小説

『ビルの木』早乙女純章(『注文の多い料理店』)

「言っていることがよく分からないな」
「もちっと分かるように言ってくれ」
 文句を言うように壁を蹴ったり叩いたりしました。
 すると、また声が聞こえてきました。
「ビルになるには、それなりの栄養が必要なのだ。これだけの葉っぱを、体に吸収させるには、優秀な人間の体が一生分必要なのだ」
 突然、天井と床から、巨大なけもののキバが現れました。
「な、なんだ、ありゃ!?」
「さあ、わたしが周りに負けない優秀なビルになるために、その体をわたしに捧げるのだ」
 鋭く尖った獣のキバが二人に襲い掛かってきます。
「箱がビルになるため命まで捧げるなんて、そんなのできるわけないじゃないか」
「逃げろ、今すぐここから逃げるんだ」
 二人は犬のように手と足を必死に動かして、扉に向かいました。
 けれども自分たちで運んできた葉っぱが邪魔をして、うまく前に進めません。
「さあ、その体を、一生この箱に捧げるのだ。

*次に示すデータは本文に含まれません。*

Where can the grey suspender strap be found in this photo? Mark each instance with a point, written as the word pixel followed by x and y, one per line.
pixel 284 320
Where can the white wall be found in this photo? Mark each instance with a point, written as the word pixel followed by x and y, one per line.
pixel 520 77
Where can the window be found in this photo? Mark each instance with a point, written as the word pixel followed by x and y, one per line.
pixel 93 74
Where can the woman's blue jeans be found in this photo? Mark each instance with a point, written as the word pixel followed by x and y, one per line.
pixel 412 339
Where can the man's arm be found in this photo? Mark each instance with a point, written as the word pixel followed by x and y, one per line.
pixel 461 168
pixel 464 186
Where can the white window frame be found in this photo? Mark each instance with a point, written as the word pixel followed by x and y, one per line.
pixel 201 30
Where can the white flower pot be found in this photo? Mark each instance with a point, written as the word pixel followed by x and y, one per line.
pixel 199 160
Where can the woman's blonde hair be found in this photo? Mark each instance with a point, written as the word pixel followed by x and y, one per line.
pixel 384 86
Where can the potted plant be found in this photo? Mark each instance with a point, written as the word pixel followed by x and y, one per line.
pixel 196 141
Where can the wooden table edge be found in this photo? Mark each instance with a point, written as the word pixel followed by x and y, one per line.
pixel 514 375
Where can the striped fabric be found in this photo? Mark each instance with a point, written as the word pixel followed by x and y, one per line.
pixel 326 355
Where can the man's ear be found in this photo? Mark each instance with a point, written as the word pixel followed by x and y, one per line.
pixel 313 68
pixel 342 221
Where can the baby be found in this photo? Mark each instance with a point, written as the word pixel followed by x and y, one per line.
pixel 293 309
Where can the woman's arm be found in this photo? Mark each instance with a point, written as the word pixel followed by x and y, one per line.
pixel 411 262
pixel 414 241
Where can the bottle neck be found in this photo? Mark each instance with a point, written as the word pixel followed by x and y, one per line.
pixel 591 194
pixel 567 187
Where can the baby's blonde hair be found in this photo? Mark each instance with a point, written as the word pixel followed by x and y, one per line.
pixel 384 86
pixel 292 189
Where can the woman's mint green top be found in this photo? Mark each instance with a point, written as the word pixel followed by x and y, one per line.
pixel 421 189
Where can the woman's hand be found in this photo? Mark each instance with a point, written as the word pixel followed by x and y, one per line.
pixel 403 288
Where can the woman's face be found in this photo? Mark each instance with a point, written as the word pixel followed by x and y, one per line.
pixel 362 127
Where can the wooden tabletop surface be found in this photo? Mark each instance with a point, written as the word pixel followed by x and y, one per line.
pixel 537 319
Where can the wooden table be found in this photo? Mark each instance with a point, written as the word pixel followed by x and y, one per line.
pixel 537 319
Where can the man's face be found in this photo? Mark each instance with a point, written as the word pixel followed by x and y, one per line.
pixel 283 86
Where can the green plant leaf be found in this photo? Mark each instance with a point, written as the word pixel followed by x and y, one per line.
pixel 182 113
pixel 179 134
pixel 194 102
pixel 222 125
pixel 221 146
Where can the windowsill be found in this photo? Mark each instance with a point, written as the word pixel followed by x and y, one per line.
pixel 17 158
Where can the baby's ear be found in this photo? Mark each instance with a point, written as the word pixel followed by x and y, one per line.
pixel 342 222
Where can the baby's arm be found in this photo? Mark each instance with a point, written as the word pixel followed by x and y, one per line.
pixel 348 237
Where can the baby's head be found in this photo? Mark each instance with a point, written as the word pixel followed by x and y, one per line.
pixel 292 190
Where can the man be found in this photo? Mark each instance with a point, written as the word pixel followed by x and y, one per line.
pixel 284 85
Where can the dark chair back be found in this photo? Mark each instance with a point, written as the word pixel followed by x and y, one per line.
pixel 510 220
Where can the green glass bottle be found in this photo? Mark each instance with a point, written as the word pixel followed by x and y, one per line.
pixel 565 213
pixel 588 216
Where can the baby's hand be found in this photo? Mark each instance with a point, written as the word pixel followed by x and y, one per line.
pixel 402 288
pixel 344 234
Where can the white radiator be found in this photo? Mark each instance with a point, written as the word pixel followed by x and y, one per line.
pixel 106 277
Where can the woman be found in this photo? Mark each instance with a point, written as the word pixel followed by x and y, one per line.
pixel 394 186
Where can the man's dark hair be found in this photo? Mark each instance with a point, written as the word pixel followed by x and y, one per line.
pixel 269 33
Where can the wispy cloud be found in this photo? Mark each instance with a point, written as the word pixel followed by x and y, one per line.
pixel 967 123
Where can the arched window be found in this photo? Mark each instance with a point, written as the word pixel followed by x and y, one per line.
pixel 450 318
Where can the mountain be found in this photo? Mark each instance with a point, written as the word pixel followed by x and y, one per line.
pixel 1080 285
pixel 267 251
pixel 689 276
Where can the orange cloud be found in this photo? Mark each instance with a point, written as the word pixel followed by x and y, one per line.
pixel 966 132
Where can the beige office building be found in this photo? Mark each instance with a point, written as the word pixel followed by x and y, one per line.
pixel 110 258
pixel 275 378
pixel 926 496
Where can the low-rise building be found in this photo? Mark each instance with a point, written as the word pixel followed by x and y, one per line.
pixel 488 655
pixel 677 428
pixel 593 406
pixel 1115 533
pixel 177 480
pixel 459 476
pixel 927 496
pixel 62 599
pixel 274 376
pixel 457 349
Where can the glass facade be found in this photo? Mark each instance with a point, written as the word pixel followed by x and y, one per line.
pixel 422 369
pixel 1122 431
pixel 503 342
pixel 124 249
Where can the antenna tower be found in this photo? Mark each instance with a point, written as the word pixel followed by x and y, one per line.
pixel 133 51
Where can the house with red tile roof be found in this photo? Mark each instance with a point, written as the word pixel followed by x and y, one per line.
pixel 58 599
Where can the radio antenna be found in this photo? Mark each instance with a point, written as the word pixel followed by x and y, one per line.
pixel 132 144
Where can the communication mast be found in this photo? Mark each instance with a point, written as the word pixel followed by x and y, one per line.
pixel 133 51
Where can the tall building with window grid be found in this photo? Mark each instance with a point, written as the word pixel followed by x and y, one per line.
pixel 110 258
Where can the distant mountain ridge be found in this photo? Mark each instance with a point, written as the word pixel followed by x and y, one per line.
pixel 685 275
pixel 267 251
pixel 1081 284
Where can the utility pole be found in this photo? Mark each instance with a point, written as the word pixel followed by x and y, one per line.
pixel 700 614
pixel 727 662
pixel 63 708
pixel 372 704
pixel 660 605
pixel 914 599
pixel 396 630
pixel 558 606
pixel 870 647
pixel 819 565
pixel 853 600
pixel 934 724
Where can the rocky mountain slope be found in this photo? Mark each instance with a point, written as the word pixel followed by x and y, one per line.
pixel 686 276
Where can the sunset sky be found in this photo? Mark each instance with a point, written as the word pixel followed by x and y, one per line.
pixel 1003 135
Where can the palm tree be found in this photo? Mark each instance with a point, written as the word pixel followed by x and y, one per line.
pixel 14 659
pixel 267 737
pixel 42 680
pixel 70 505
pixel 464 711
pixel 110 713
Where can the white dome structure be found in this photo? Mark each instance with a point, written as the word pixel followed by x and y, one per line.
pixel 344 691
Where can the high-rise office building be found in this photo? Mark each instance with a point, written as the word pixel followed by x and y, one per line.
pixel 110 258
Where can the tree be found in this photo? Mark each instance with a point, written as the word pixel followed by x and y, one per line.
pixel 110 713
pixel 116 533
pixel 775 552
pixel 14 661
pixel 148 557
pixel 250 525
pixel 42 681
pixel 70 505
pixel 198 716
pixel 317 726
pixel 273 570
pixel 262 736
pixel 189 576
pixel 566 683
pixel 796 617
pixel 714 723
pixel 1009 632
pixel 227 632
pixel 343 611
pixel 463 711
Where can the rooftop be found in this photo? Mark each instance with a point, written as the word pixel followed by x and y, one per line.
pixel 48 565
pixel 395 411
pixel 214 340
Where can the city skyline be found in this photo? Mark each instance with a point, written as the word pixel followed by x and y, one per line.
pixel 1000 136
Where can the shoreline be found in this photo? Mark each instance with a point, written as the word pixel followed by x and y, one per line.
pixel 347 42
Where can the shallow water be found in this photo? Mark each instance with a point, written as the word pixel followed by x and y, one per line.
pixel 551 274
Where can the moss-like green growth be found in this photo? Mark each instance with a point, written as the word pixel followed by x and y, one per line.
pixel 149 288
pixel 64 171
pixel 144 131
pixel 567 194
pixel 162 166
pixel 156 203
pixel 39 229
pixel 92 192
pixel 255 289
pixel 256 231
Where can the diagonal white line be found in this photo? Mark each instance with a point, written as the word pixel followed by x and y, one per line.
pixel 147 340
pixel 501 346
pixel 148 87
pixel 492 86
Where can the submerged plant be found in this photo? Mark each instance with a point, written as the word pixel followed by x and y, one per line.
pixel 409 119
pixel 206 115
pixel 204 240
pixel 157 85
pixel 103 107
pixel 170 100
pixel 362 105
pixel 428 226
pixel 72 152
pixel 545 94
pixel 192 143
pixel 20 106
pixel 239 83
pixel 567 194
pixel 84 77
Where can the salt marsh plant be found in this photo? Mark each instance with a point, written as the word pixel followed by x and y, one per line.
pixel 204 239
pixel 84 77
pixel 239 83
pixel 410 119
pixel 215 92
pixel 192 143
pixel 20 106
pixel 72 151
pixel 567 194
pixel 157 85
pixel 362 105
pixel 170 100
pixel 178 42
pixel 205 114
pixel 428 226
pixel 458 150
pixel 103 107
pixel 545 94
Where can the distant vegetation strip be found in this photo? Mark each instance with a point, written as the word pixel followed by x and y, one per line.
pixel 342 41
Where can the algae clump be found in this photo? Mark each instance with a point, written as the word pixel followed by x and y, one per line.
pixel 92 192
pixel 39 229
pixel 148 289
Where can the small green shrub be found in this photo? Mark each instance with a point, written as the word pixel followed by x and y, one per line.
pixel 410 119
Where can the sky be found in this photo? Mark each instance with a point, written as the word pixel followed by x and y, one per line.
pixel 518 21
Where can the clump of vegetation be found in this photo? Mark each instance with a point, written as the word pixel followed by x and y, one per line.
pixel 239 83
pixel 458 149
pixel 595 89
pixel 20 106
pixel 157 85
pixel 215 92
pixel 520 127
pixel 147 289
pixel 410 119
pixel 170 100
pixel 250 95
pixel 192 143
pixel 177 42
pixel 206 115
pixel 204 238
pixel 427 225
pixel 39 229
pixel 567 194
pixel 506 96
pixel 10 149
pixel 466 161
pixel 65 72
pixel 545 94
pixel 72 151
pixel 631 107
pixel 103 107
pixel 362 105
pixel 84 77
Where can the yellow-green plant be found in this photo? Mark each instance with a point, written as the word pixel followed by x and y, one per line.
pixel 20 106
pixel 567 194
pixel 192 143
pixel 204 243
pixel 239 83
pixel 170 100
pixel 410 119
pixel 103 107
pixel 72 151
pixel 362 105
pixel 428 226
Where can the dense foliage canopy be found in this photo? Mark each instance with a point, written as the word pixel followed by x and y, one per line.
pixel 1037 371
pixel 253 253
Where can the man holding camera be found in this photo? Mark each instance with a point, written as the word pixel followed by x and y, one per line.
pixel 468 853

なあに、恐いことじゃあない。お前たちがさっきまでしてきたように、わたしのために必死に体を動かして、働いてくれるのと、同じことだと思えばいい。わたしを優秀なビルにしたいのだろう?」
 巨大なキバは二人をすっかり挟みました。
「た、助けてくれ」
 二人は真ん中で抱き合い、がたがた震えて、泣いて助けをこいました。
 けれども、迫るキバは聞く耳を持ちません。